EDITORIAL: Howell's first job is to reassure clients

Rupert Howell has been given the chance to hit the tarmac running at McCann-Erickson, though probably not in the way he would have wished.

No sooner has he been parachuted in as the president of the network's Europe, Middle East and Africa region, then two major names - Birds Eye and Bacardi Breezer - threaten to bale out.

No early trial of his leadership could be tougher than this. If he can galvanise McCann well enough to retain the accounts, he'll be hailed as a saviour. If he fails, there'll be no shortage of those savouring the schadenfreude.

Both pieces of business are crucial to McCann for different reasons. The Unilever-owned Birds Eye is a long-standing network client and will not have taken the decision to review its £22 million account lightly. Should it go, its departure will inevitably raise questions about McCann's ability to handle the complex and demanding international assignments that have been its forte.

Bacardi Breezer isn't in the same league.
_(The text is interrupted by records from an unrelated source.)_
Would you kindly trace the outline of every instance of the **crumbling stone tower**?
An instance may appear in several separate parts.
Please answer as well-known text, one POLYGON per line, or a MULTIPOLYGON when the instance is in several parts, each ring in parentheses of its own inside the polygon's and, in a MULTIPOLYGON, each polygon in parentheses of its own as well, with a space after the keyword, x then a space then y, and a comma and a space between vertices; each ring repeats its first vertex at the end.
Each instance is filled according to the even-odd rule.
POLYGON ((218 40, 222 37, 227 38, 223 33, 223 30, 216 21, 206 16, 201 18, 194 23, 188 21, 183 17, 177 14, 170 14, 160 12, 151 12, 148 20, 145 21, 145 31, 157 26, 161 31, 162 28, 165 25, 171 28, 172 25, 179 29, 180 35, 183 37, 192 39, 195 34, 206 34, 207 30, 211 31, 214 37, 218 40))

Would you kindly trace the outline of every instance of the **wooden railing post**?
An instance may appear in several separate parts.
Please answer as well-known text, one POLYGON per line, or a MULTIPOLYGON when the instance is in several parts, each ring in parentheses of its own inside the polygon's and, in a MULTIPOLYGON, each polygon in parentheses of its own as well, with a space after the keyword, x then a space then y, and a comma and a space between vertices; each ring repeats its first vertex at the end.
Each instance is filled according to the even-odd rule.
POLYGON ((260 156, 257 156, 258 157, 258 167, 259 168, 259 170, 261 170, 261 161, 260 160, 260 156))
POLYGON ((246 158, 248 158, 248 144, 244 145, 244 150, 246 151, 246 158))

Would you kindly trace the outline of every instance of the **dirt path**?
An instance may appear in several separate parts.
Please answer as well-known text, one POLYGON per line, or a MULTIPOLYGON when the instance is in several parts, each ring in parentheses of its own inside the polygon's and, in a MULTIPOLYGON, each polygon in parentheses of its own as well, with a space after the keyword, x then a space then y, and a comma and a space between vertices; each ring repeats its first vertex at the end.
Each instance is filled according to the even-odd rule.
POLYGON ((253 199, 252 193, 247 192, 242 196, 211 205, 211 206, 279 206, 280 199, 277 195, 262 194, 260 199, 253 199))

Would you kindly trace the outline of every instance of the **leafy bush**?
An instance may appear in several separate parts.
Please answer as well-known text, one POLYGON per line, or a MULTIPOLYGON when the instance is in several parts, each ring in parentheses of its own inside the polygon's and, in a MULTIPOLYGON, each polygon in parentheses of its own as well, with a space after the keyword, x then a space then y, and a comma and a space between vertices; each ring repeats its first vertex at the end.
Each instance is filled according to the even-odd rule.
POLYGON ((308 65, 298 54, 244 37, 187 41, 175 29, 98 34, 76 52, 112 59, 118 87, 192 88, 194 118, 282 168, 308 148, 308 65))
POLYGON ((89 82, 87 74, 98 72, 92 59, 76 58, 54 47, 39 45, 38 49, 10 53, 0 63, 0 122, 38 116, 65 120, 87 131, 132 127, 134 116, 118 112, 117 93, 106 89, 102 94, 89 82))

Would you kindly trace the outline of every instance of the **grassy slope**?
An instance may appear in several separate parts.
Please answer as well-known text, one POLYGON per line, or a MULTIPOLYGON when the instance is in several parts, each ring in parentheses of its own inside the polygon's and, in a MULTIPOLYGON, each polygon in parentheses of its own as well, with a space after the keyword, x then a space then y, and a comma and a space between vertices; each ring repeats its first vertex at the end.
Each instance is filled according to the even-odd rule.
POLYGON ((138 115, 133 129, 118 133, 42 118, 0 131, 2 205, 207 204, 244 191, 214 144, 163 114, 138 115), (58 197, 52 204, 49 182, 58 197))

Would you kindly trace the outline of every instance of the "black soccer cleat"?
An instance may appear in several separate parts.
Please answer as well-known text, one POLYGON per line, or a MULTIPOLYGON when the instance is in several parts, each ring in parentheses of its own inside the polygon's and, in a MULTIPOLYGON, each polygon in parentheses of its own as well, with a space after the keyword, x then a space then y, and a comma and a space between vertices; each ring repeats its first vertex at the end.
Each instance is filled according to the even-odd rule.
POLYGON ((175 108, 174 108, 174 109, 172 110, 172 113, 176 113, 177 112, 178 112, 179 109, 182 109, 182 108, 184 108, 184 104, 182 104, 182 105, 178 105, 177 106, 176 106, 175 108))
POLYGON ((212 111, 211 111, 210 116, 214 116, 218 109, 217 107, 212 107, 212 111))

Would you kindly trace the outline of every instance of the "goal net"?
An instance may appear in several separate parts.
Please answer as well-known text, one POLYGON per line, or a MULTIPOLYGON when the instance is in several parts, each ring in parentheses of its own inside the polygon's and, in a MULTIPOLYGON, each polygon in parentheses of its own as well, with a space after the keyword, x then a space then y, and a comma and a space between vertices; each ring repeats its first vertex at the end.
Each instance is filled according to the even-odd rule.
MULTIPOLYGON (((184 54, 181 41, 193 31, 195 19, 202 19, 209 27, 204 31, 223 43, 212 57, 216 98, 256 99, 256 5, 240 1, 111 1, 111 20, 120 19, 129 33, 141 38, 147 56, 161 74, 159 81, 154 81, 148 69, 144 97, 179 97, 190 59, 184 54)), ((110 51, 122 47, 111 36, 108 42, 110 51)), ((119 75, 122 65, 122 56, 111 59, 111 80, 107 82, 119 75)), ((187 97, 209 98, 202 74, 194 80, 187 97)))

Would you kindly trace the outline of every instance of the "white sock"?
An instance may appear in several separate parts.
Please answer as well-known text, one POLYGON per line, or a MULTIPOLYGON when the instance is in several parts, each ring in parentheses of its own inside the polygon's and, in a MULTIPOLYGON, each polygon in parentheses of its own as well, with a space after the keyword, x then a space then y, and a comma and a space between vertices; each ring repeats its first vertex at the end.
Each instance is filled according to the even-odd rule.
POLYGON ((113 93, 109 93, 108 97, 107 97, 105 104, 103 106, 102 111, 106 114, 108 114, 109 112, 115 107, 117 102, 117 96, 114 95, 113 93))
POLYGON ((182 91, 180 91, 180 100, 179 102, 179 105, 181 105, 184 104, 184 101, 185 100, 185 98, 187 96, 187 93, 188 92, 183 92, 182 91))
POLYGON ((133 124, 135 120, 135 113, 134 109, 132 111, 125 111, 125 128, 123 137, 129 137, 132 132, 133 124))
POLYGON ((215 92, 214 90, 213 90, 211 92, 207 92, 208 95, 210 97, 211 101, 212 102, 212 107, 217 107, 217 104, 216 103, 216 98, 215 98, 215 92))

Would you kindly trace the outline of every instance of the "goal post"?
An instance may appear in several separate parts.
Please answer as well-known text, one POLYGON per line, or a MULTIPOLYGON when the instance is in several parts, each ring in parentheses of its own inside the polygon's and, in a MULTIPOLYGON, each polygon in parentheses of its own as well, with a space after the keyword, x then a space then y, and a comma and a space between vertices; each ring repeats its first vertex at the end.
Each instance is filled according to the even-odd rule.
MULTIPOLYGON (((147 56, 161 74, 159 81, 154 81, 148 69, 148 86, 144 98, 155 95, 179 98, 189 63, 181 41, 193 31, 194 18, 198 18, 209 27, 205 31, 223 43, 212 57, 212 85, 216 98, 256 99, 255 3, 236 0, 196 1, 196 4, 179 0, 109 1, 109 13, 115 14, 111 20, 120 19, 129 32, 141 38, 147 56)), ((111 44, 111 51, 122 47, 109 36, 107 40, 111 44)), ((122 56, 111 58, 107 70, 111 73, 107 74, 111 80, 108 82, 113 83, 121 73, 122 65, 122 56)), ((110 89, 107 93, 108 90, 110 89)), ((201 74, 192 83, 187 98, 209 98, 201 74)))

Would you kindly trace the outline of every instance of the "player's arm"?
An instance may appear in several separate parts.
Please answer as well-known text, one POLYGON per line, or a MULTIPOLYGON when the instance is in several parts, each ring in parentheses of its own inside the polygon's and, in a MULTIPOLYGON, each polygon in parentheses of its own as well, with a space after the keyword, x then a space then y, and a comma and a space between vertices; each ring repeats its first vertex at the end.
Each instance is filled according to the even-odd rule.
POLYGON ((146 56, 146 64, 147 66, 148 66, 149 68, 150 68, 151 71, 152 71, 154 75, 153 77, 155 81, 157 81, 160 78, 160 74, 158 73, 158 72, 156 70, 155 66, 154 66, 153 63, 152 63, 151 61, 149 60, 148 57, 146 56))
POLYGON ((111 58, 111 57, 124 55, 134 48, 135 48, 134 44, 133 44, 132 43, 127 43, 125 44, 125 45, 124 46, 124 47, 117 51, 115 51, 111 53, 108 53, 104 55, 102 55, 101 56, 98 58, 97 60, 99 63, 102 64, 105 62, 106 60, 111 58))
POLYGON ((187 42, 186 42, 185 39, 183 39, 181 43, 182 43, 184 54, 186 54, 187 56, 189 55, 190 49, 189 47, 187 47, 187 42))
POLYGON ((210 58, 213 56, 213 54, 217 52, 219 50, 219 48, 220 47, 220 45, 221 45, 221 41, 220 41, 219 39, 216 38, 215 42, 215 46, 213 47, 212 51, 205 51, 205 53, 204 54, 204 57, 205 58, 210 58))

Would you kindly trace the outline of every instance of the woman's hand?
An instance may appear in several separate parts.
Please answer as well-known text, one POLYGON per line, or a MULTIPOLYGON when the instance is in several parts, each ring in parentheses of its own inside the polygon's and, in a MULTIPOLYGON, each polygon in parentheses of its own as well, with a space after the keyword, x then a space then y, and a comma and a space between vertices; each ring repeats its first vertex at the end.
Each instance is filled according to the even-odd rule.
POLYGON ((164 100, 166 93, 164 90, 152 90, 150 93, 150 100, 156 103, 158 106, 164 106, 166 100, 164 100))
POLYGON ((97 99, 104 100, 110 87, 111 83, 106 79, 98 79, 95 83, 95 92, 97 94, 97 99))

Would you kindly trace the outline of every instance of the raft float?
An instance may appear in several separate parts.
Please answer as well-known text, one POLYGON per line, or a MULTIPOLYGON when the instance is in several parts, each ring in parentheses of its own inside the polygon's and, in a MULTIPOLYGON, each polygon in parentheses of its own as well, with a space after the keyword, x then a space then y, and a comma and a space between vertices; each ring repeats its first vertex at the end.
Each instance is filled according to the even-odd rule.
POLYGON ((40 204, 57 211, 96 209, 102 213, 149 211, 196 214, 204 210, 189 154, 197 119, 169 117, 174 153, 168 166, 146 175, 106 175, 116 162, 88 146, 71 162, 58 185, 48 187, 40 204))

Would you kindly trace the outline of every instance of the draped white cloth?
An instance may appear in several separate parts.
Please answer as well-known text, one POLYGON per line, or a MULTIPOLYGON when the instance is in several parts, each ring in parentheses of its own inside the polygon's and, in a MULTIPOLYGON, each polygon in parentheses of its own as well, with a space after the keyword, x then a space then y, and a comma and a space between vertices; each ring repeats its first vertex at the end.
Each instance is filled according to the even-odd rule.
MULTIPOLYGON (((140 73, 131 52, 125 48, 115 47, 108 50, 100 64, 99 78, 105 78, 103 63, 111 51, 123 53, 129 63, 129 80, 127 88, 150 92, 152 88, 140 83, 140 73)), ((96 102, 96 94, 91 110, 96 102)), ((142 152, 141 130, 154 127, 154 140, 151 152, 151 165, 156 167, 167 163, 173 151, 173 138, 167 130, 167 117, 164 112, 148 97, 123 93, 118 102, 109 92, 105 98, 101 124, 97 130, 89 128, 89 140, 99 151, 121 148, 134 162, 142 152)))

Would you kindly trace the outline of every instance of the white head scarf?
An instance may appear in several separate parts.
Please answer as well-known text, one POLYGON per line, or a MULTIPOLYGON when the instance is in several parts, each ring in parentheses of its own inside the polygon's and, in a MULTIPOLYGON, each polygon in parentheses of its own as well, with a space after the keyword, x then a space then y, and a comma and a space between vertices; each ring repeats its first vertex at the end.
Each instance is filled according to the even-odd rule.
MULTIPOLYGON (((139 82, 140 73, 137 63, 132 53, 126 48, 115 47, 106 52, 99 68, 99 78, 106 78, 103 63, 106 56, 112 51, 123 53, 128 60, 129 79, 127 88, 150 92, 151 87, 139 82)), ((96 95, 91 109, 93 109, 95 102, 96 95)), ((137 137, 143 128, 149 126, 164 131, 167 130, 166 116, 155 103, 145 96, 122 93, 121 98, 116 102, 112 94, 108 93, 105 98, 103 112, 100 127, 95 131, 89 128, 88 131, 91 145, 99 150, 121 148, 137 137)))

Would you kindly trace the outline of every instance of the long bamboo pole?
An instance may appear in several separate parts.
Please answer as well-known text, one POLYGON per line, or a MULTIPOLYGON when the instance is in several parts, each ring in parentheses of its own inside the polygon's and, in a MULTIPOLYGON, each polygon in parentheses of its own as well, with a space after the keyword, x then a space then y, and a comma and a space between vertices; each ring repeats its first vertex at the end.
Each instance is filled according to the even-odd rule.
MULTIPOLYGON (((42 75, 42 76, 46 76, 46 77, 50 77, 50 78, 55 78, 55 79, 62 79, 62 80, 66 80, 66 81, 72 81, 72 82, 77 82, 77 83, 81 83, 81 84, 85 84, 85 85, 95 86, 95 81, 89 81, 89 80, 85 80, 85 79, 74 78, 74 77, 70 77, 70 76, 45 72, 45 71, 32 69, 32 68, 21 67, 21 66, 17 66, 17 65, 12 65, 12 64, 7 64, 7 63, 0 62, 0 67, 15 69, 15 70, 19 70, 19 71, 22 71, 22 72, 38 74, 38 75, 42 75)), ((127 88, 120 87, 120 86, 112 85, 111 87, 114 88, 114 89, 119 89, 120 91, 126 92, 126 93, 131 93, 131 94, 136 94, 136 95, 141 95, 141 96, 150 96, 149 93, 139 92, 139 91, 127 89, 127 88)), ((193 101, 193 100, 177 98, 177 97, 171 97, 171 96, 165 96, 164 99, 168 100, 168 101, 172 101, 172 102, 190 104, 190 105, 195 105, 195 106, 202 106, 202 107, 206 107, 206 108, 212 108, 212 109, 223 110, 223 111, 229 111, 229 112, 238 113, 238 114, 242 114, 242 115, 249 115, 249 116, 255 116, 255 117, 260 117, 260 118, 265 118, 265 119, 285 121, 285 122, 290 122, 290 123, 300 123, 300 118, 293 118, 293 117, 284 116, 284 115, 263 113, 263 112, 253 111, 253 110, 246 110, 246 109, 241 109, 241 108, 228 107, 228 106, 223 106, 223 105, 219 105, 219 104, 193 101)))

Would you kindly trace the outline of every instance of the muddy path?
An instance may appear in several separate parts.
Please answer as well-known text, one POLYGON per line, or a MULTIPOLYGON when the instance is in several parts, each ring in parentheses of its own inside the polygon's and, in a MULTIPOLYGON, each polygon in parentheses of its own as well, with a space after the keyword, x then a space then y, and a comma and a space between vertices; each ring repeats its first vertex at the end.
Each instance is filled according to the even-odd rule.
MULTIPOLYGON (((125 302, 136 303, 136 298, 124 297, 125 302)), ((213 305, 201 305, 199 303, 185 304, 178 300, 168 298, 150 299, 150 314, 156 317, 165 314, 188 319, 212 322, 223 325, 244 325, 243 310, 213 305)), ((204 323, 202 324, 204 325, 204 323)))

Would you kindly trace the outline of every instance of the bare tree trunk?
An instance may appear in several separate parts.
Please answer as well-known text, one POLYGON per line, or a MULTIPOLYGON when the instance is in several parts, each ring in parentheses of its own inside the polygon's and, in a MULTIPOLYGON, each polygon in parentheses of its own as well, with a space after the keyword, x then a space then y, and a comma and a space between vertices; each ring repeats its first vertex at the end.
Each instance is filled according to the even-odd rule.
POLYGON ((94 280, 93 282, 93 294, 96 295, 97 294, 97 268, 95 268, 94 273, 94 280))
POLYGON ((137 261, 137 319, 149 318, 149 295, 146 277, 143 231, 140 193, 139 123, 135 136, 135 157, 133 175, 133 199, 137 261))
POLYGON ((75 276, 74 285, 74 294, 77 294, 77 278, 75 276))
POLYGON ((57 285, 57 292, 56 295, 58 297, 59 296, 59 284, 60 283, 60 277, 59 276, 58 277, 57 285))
Nevertheless, it remains an important client which has allowed McCann to produce the kind of creative work which will make it more attractive to local clients who usually perceive it as an advertising factory whose structure and culture is best suited to multinational business.

With his experiences at the then HHCL & Partners to draw on, Howell knows only too well how the loss of a couple of accounts in rapid succession can make other clients nervous and precipitate a domino effect. Doubtless he will have been forewarned before his arrival about which accounts were in need of urgent care and attention and will have prepared himself accordingly. In his favour is the fact that he knows the culture of both the accounts very well. Not only is HHCL a Unilever roster agency but it used to handle Bacardi's Martini sister brand. However, such knowledge can work against you if the client is determined to break with the past.

Howell's priorities are obvious. First, he must seek assurances from the highest level at both client companies that McCann is being allowed to repitch on a level playing field and to be clear what the agency needs to do to keep both accounts. Second, he must understand the strategic challenges faced by both brands. Bacardi Breezer, in particular, seems unsure of where it's going. Above all, he must ensure McCann focuses on what needs to be done and rises above a "blame culture" - the inevitable by-product of so much internal upheaval. Retaining both accounts could be just the tonic McCann and Howell need.